Une nouvelle page se tourne dans le paysage des successions en France. À partir de novembre 2025, une réforme inédite bouleverse les règles des frais bancaires successoraux. Simplification, équité et protection : ces changements visent à soulager les héritiers, souvent pris au dépourvu dans des moments déjà douloureux.
Une grille tarifaire unique imposée à toutes les banques
Fini les écarts inexplicables entre établissements. Dès l’entrée en vigueur de la réforme, toutes les banques doivent appliquer la même grille tarifaire lorsqu’une succession est ouverte.
Ce barème officiel a plusieurs objectifs clairs :
- Mettre fin à l’opacité des prix pratiqués par les banques
- Assurer une égalité de traitement entre toutes les familles
- Réduire les démarches complexes en période de deuil
Les héritiers pourront demander ce document auprès de leur banque dès le décès du proche concerné. Un outil concret pour mieux comprendre et contester, si besoin, les frais prélevés.
Les plus petites successions deviennent entièrement gratuites
C’est l’une des mesures les plus marquantes de la réforme : aucun frais bancaire ne pourra être appliqué si la succession ne dépasse pas 5 000 €. Cela concerne notamment les familles modestes ou les patrimoines très simples à liquider.
Ce nouveau seuil de gratuité touche environ un quart des successions en France chaque année. De quoi alléger considérablement le fardeau administratif et financier dans ces situations souvent tendues émotionnellement.
Des frais plafonnés à 1 % au-delà de 5 000 €
Lorsque le montant transmis dépasse 5 000 €, les frais ne disparaissent pas… mais ils sont désormais strictement encadrés. Le nouveau plafond est fixé à 1 % du montant total de la succession.
Voici un exemple concret :
- Succession de 10 000 € → maximum 100 € de frais bancaires
- Succession de 50 000 € → maximum 500 €
Avant cette règle, certaines banques facturaient plusieurs centaines d’euros sans justification. Ce plafond change radicalement la donne pour les héritiers.
Comment réagir face à un prélèvement jugé abusif ?
Vous estimez qu’une banque a prélevé une somme injustifiée sur une succession ? Vous avez désormais des droits concrets pour contester ces prélèvements.
Voici les étapes recommandées :
- Demander une justification écrite à la banque
- Envoyer un courrier recommandé avec les pièces justificatives en cas de désaccord
- Saisir un médiateur bancaire gratuit si le litige persiste
La réforme renforce ainsi les outils des héritiers, trop souvent démunis face aux géants bancaires.

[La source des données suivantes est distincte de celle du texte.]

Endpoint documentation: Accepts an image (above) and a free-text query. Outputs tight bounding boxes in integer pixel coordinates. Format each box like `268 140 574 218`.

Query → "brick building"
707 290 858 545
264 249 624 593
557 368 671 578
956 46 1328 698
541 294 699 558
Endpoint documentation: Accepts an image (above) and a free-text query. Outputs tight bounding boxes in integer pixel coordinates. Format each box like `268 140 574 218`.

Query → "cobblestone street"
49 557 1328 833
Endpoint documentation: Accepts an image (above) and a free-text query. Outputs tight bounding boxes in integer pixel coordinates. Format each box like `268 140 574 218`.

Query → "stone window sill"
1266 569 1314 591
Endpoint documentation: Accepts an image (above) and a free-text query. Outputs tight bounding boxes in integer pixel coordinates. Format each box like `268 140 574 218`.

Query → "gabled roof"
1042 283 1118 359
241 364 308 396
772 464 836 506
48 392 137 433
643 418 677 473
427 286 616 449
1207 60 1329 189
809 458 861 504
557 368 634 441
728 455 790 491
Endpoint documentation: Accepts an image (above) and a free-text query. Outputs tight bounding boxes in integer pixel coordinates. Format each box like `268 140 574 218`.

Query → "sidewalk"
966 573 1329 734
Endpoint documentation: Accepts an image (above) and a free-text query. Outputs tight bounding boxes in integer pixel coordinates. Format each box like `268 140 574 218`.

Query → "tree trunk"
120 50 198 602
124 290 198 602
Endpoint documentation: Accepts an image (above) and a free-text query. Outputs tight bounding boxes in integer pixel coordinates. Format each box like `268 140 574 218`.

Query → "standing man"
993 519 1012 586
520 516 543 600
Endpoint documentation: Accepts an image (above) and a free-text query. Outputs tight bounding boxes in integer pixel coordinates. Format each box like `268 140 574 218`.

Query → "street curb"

Des protections renforcées pour les situations sensibles
Certains cas particuliers bénéficient de mesures encore plus favorables. Par exemple, en cas de décès d’un enfant mineur, toutes les opérations bancaires de succession deviennent totalement gratuites.
D’autres cas complexes — comme un prêt immobilier en cours ou des situations familiales conflictuelles — sont traités au cas par cas, mais toujours dans la limite du plafond de 1 %, sauf exception écrite justifiée par la banque.
Pourquoi il reste essentiel de bien préparer sa succession
Cette réforme est une avancée importante. Mais elle ne remplace pas la nécessité d’une bonne préparation patrimoniale. Anticiper la transmission de vos biens reste la meilleure façon d’éviter les conflits et les lenteurs.
Quelques gestes simples peuvent faire toute la différence :
- Mettre à jour la liste de ses comptes, placements et dettes
- Écrire ses volontés dans un document consultable facilement par ses proches
- Penser à des solutions comme l’assurance-vie ou la donation de son vivant
Plus vous prenez les devants, plus vos proches traverseront cette étape difficile avec sérénité.
Un pas vers plus d’équité pour tous les héritiers
La réforme des frais bancaires successoraux est une avancée saluée par de nombreuses familles et associations de consommateurs.
Avec :
- une grille tarifaire unique
- la gratuité pour les petites successions
- un plafonnement précis pour les autres
Le gouvernement entend corriger un système opaque, souvent perçu comme injuste. Reste à voir si ces mesures seront effectivement bien appliquées dans chaque établissement… et si d’autres améliorations verront le jour.